Cool off with this year's Spring Break Edition!
Read more here to make every moment last.
 

Fernandez faces challenge of juggling talented roster

Coach Jose Fernandez has had plenty of success in his 20-plus seasons coaching the USF women’s basketball team, but this upcoming campaign may be one with the highest expectations yet. USF ATHLETICS PHOTO

Of all the teams he’s coached over his 22 years with the Bulls, this year’s women’s basketball team may be the most talented that coach Jose Fernandez has ever had.

The Bulls, who were selected as the top team in the AAC in the coaches preseason poll, are set to begin the season as one of the best in the nation, being ranked No. 21 in the AP Preseason Top 25 Poll released Tuesday.

In addition to bringing back the core of a team that won USF’s first regular-season and tournament conference titles last year, the Bulls brought in a wealth of talent through the transfer portal in 2021 AAC second-teamer Dulcy Fankam Mendjiadeu and Aerial Wilson from Memphis, as well as highly touted junior college prospects Odeth Betancourt and Patience Williams. 

Fernandez knows that with all of the talent on this year’s roster, much like last season, there will be a handful of players sacrificing a lot of their playing time in order to put the best possible rotation on the floor.

“[The] tough job is we’ve got to find eight, nine [players] that [are] going to be a really good rotation and then the other four [or] five that cheer like hell,” Fernandez said during an Oct. 12 press conference. “I thought one thing about our team last year, why we were so successful, everybody embraced their role.

“There’s no possible way you’re going to be able to play 12-15 guys in a basketball game.”

A benefit of having a team with as much depth as this one is that the Bulls will have the luxury of resting key players more than they have in the past.

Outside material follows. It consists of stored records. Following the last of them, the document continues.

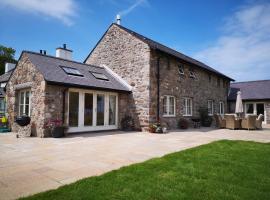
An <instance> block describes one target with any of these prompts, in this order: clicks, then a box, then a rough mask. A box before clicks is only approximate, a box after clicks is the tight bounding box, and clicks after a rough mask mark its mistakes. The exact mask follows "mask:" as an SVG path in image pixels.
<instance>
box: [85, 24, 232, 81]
mask: <svg viewBox="0 0 270 200" xmlns="http://www.w3.org/2000/svg"><path fill="white" fill-rule="evenodd" d="M112 25H115V26H118V27H119V28H121V29H122V30H125V31H126V32H128V33H129V34H131V35H133V36H134V37H136V38H138V39H139V40H141V41H143V42H145V43H146V44H148V45H149V47H150V48H152V49H157V50H159V51H161V52H164V53H167V54H169V55H172V56H174V57H176V58H178V59H180V60H183V61H185V62H188V63H190V64H193V65H195V66H197V67H200V68H202V69H204V70H206V71H209V72H212V73H214V74H217V75H220V76H222V77H225V78H227V79H229V80H231V81H234V79H232V78H230V77H228V76H226V75H224V74H222V73H220V72H219V71H217V70H215V69H213V68H212V67H210V66H208V65H206V64H204V63H202V62H200V61H198V60H196V59H194V58H191V57H189V56H186V55H184V54H182V53H180V52H178V51H176V50H174V49H172V48H169V47H167V46H165V45H163V44H161V43H159V42H156V41H154V40H152V39H150V38H147V37H145V36H143V35H141V34H139V33H136V32H134V31H132V30H130V29H128V28H126V27H123V26H121V25H118V24H116V23H113V24H112ZM112 25H111V26H112ZM111 26H110V27H111ZM109 29H110V28H109ZM105 34H106V33H105ZM105 34H104V35H105ZM104 35H103V36H104ZM101 39H102V38H101ZM93 50H94V49H93ZM93 50H92V51H93ZM92 51H91V52H90V54H89V55H88V56H87V58H88V57H89V56H90V55H91V53H92ZM87 58H86V59H85V61H84V62H86V60H87Z"/></svg>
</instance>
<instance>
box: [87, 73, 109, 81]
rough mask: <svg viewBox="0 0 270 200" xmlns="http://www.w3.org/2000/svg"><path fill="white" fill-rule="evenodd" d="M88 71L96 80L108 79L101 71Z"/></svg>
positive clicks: (107, 80)
mask: <svg viewBox="0 0 270 200" xmlns="http://www.w3.org/2000/svg"><path fill="white" fill-rule="evenodd" d="M89 72H90V73H91V74H92V75H93V76H94V77H95V78H96V79H98V80H103V81H109V78H108V77H107V76H106V75H105V74H103V73H100V72H93V71H89Z"/></svg>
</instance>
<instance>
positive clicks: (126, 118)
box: [121, 116, 135, 131]
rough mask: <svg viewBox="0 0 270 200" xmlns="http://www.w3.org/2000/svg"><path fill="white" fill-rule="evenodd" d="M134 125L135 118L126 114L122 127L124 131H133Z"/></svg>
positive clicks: (121, 122) (124, 117) (122, 123)
mask: <svg viewBox="0 0 270 200" xmlns="http://www.w3.org/2000/svg"><path fill="white" fill-rule="evenodd" d="M134 126H135V125H134V120H133V118H132V117H131V116H125V117H124V118H123V119H122V120H121V129H122V130H124V131H133V130H134Z"/></svg>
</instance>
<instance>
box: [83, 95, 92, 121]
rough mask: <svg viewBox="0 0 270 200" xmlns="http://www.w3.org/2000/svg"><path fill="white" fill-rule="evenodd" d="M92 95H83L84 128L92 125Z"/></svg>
mask: <svg viewBox="0 0 270 200" xmlns="http://www.w3.org/2000/svg"><path fill="white" fill-rule="evenodd" d="M93 113H94V112H93V94H91V93H85V94H84V126H92V125H93Z"/></svg>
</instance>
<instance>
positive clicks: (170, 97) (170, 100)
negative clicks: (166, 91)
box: [169, 97, 174, 115]
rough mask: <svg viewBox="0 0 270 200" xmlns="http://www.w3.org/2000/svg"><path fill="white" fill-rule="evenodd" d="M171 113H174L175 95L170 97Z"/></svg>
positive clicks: (169, 110) (169, 111)
mask: <svg viewBox="0 0 270 200" xmlns="http://www.w3.org/2000/svg"><path fill="white" fill-rule="evenodd" d="M169 114H170V115H174V97H170V101H169Z"/></svg>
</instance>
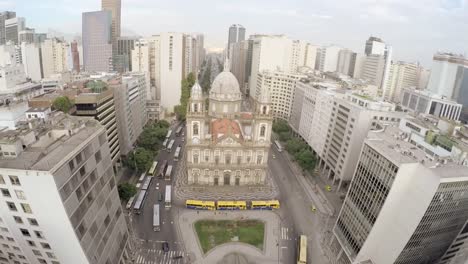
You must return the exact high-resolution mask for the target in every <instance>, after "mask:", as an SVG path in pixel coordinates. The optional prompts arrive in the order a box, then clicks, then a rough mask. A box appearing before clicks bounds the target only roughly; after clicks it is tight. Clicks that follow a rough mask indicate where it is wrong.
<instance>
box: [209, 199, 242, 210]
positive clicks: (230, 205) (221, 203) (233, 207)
mask: <svg viewBox="0 0 468 264" xmlns="http://www.w3.org/2000/svg"><path fill="white" fill-rule="evenodd" d="M216 209H218V210H246V209H247V203H246V202H245V201H218V206H217V207H216Z"/></svg>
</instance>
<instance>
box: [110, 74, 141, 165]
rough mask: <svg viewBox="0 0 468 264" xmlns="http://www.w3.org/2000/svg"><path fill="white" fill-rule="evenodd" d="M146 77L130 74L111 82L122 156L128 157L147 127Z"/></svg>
mask: <svg viewBox="0 0 468 264" xmlns="http://www.w3.org/2000/svg"><path fill="white" fill-rule="evenodd" d="M146 81H147V80H146V76H145V74H144V73H138V74H128V75H124V76H122V78H116V79H114V80H112V81H110V83H109V84H110V86H111V87H112V89H113V91H114V96H115V106H116V116H117V127H118V130H119V142H120V149H121V154H122V155H125V156H126V155H128V153H129V152H130V151H132V150H133V146H134V144H135V142H136V140H137V139H138V137H139V136H140V134H141V132H142V131H143V127H144V126H145V125H146V121H147V115H146V89H147V88H146V86H147V85H148V84H147V83H146Z"/></svg>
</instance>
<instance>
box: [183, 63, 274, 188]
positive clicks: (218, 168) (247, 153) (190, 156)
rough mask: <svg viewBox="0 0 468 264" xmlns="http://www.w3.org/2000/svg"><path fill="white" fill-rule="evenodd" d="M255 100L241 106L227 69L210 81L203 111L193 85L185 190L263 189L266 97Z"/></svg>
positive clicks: (232, 82) (269, 102)
mask: <svg viewBox="0 0 468 264" xmlns="http://www.w3.org/2000/svg"><path fill="white" fill-rule="evenodd" d="M258 98H259V99H258V101H253V102H251V101H249V100H243V98H242V95H241V92H240V89H239V83H238V82H237V79H236V77H235V76H234V75H233V74H232V73H231V72H229V69H228V66H227V63H226V65H225V66H224V71H223V72H221V73H220V74H219V75H218V76H216V78H215V80H214V81H213V84H212V86H211V90H210V93H209V104H208V106H207V105H206V98H205V97H204V96H203V92H202V89H201V87H200V85H199V84H198V83H195V85H194V86H193V87H192V90H191V98H190V101H189V105H188V109H187V133H186V136H187V144H186V151H187V153H186V154H187V155H186V158H187V170H188V183H189V184H196V185H211V186H221V185H231V186H239V185H262V184H265V179H266V177H267V162H268V151H269V150H270V136H271V126H272V116H271V114H270V111H271V108H270V94H269V91H264V94H261V95H260V96H259V97H258Z"/></svg>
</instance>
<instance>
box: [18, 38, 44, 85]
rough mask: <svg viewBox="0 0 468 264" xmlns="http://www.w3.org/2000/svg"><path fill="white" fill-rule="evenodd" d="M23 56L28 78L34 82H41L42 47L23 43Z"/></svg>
mask: <svg viewBox="0 0 468 264" xmlns="http://www.w3.org/2000/svg"><path fill="white" fill-rule="evenodd" d="M21 56H22V62H23V65H24V72H25V73H26V76H28V77H29V78H31V80H32V81H35V82H39V81H40V80H41V79H42V78H43V75H42V74H43V70H42V63H41V54H40V45H38V44H35V43H26V42H23V43H21Z"/></svg>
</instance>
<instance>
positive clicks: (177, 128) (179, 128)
mask: <svg viewBox="0 0 468 264" xmlns="http://www.w3.org/2000/svg"><path fill="white" fill-rule="evenodd" d="M183 128H184V125H181V126H179V127H178V128H177V130H176V136H177V137H180V134H182V129H183Z"/></svg>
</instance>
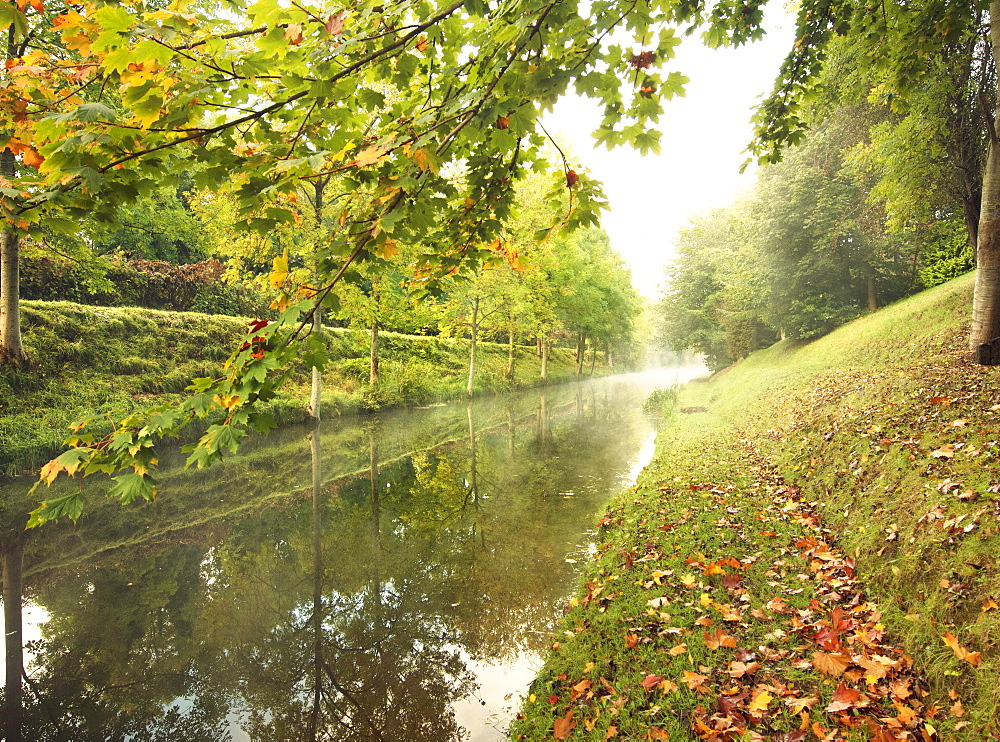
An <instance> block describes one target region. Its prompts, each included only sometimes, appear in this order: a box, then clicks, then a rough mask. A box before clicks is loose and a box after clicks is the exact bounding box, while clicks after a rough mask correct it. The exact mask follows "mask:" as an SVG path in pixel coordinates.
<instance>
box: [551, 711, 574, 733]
mask: <svg viewBox="0 0 1000 742" xmlns="http://www.w3.org/2000/svg"><path fill="white" fill-rule="evenodd" d="M574 727H576V722H575V721H573V709H570V710H569V711H567V712H566V716H564V717H563V718H561V719H556V720H555V722H554V723H553V724H552V735H553V736H554V737H555V738H556V739H567V738H568V737H569V735H570V732H572V731H573V728H574Z"/></svg>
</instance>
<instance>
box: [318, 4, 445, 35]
mask: <svg viewBox="0 0 1000 742" xmlns="http://www.w3.org/2000/svg"><path fill="white" fill-rule="evenodd" d="M346 18H347V11H346V10H342V11H340V12H339V13H334V14H333V15H331V16H330V17H329V18H327V19H326V23H324V24H323V28H325V29H326V32H327V33H328V34H330V35H331V36H336V35H337V34H339V33H340V32H341V31H343V30H344V20H345V19H346ZM425 43H426V42H425Z"/></svg>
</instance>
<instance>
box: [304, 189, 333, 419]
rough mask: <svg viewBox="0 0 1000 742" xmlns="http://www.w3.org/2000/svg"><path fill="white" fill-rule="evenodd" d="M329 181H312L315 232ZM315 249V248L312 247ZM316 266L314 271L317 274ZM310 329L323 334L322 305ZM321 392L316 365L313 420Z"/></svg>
mask: <svg viewBox="0 0 1000 742" xmlns="http://www.w3.org/2000/svg"><path fill="white" fill-rule="evenodd" d="M329 182H330V178H329V177H326V178H321V179H319V180H317V181H316V182H315V183H313V189H314V195H313V221H314V222H315V224H314V228H315V230H316V234H319V231H320V230H321V229H322V228H323V192H324V191H325V190H326V184H327V183H329ZM314 249H315V248H314ZM318 272H319V271H318V267H317V270H316V273H317V274H318ZM312 331H313V332H314V333H315V334H316V337H321V336H322V334H323V306H322V305H321V304H317V305H316V308H315V309H314V310H313V329H312ZM322 394H323V373H322V372H321V371H320V370H319V368H318V367H317V366H313V368H312V389H311V390H310V394H309V414H310V415H311V416H312V417H313V419H315V420H319V419H320V416H319V413H320V410H319V408H320V398H321V396H322Z"/></svg>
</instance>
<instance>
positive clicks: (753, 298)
mask: <svg viewBox="0 0 1000 742" xmlns="http://www.w3.org/2000/svg"><path fill="white" fill-rule="evenodd" d="M944 5H947V4H944ZM944 5H942V4H938V8H937V11H936V12H937V15H934V14H933V13H932V11H931V9H930V6H929V5H928V7H926V8H925V7H922V4H917V6H916V7H915V8H914V9H913V10H900V9H896V10H893V11H892V12H891V13H889V14H888V15H887V16H886V17H885V18H883V19H882V20H881V21H879V22H877V23H874V25H872V26H870V27H868V26H865V25H863V24H861V23H860V21H861V20H863V19H864V17H865V16H864V13H863V11H861V10H860V9H858V10H857V11H856V12H855V13H854V14H853V15H852V16H851V18H850V19H849V25H847V26H845V27H843V28H840V29H838V30H839V31H840V32H841V35H839V36H837V37H836V38H834V39H832V40H830V41H829V42H828V43H826V45H825V55H826V58H825V60H823V61H824V65H823V67H822V71H820V72H819V73H818V74H817V76H816V78H815V82H814V85H813V86H812V91H811V93H810V95H809V96H808V97H802V98H801V101H800V102H801V105H800V106H799V108H798V109H797V113H796V116H797V120H798V121H799V122H800V125H801V127H802V129H801V135H800V136H797V137H796V140H798V143H797V144H796V146H794V147H792V148H790V149H789V150H788V152H787V153H786V156H785V158H784V160H783V161H782V162H781V163H779V164H776V165H774V166H772V167H768V168H766V169H764V170H763V171H762V172H761V175H760V178H759V180H758V183H757V185H756V187H755V190H754V191H753V192H752V193H751V194H750V195H748V196H747V197H745V198H743V199H742V200H741V201H739V202H737V203H736V204H734V205H733V206H731V207H729V208H727V209H722V210H717V211H713V212H710V213H707V214H703V215H701V216H700V217H698V218H696V219H694V220H692V223H691V225H690V226H689V227H688V228H687V229H686V230H685V231H684V232H683V233H682V235H681V238H680V240H679V243H678V253H679V257H678V259H677V260H676V261H675V262H674V263H673V265H672V266H671V267H670V268H669V269H668V276H667V279H668V288H667V291H666V293H665V296H664V297H663V299H662V301H661V305H660V310H659V312H658V314H659V317H660V319H661V329H662V335H663V340H664V341H665V342H666V343H667V344H668V345H669V346H671V347H675V348H679V349H680V348H691V349H695V350H697V351H698V352H701V353H704V354H705V355H706V357H707V358H708V360H709V364H710V365H711V366H712V367H713V368H722V367H724V366H726V365H728V364H730V363H732V362H733V361H735V360H737V359H740V358H743V357H745V356H747V355H748V354H749V353H750V352H751V351H753V350H755V349H757V348H761V347H765V346H767V345H769V344H770V343H772V342H774V341H775V340H777V339H778V338H779V337H790V338H795V339H810V338H814V337H817V336H819V335H822V334H824V333H827V332H829V331H830V330H832V329H834V328H835V327H837V326H839V325H841V324H843V323H845V322H847V321H849V320H851V319H854V318H855V317H857V316H859V315H860V314H862V313H864V312H868V311H874V310H876V309H878V308H879V307H880V306H883V305H885V304H887V303H890V302H892V301H895V300H897V299H899V298H901V297H903V296H906V295H908V294H911V293H914V292H915V291H920V290H922V289H924V288H926V287H930V286H934V285H937V284H939V283H942V282H944V281H946V280H948V279H950V278H953V277H955V276H958V275H960V274H962V273H964V272H966V271H968V270H970V269H972V268H973V267H974V266H976V265H977V260H976V248H977V245H978V246H979V257H978V267H979V268H980V274H979V280H978V283H977V293H976V314H975V322H974V327H973V333H972V335H973V337H972V347H973V350H975V349H976V348H977V347H978V345H979V344H981V343H984V342H986V341H989V340H991V339H992V338H994V337H996V336H997V335H998V334H1000V331H998V330H997V329H996V328H995V327H994V326H993V323H994V320H993V319H991V317H992V316H993V314H995V312H996V310H994V309H990V308H989V302H990V301H992V300H991V299H990V298H989V297H990V296H991V292H992V290H993V289H992V281H993V279H992V278H990V276H991V275H992V274H993V271H994V270H995V269H994V268H993V263H994V262H995V260H996V259H995V258H994V257H992V256H993V253H994V251H995V247H994V246H993V245H992V242H991V241H992V240H993V239H994V237H993V236H992V234H993V232H992V231H993V230H994V229H995V219H996V216H995V213H994V212H995V211H996V208H997V206H996V204H995V203H994V202H993V199H995V198H996V196H995V194H992V193H987V194H985V196H984V193H983V180H982V173H983V171H984V166H985V164H986V162H987V159H988V156H991V155H990V152H991V141H992V138H993V137H994V134H993V132H994V131H995V124H994V122H993V120H992V117H991V116H990V115H984V112H985V113H988V112H989V111H992V110H995V107H996V85H997V74H996V64H995V61H994V58H993V54H992V51H991V36H990V33H991V28H993V29H996V26H997V24H996V23H994V24H992V25H991V23H990V16H989V13H987V12H986V10H985V6H984V7H983V8H982V9H981V12H974V11H973V10H971V9H970V11H969V12H968V13H965V14H963V13H960V12H957V11H948V10H946V9H945V7H944ZM994 10H995V8H994ZM932 22H933V23H932ZM896 34H902V35H901V36H900V37H899V38H896ZM923 34H927V35H929V36H930V37H931V38H930V40H928V39H926V38H922V35H923ZM905 43H911V44H915V45H916V46H915V50H914V53H915V54H916V57H915V58H914V59H910V58H908V57H907V54H908V52H907V50H906V48H905V46H904V44H905ZM931 49H933V50H934V55H933V56H932V57H930V56H927V55H930V54H931V51H930V50H931ZM925 57H926V58H925ZM873 60H874V62H875V63H874V64H873ZM806 126H808V130H806V128H805V127H806ZM991 167H992V166H991ZM991 172H992V169H988V170H987V173H988V174H989V173H991ZM991 177H992V176H991ZM989 182H992V181H988V184H989ZM980 214H982V215H983V216H982V219H983V223H982V226H981V224H980V221H981V220H980ZM986 350H988V349H986ZM981 360H983V361H986V362H993V361H992V360H991V357H990V353H989V352H987V353H985V354H983V356H982V358H981Z"/></svg>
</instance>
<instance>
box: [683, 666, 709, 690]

Junior guards Elisa Pinzan and Sydni Harvey and senior forwards Bethy Munnga and Shae Leverett all played more than 25 minutes per game last season while Pinzan (35) and Mununga (31) both played over 30.

With the addition of players like Wilson, who was second in the league in assists per game to Pinzan, and frontcourt talents like Mendjiadeu, Betancourt and Williams, Fernandez will be able to rest his starters in key situations and have them healthier down the stretch.

“Aerial Wilson, bringing in a kid that started every game in her first two years at Memphis, now you don’t have to rely on Elisa Pinzan playing 27, 28 minutes a game, right,” Fernandez said. “So I think she’ll be healthier in January [or] February.”

This season seems to only be the beginning of a trend for Fernandez and the Bulls as he is already set on bringing in more big-time talent for next year’s roster that’ll once again force him to make some difficult decisions.

However, he knows that comes with the territory of coaching one of the best programs in the nation, and it’s a problem he hopes will continue in seasons to come.

“We won 19 games last year [and] lost in the second round of the [NCAA] tournament. We had two [who] signed pro and another three transferred, and we had a really good year,” he said. “Well, that could be the same thing this year with the transfer portal. It’s going to be tough, I mean, we’re good.

“We’re going to sign three really, really good [recruits] in November. But that’s what good programs do and that’s where our program’s at right now.”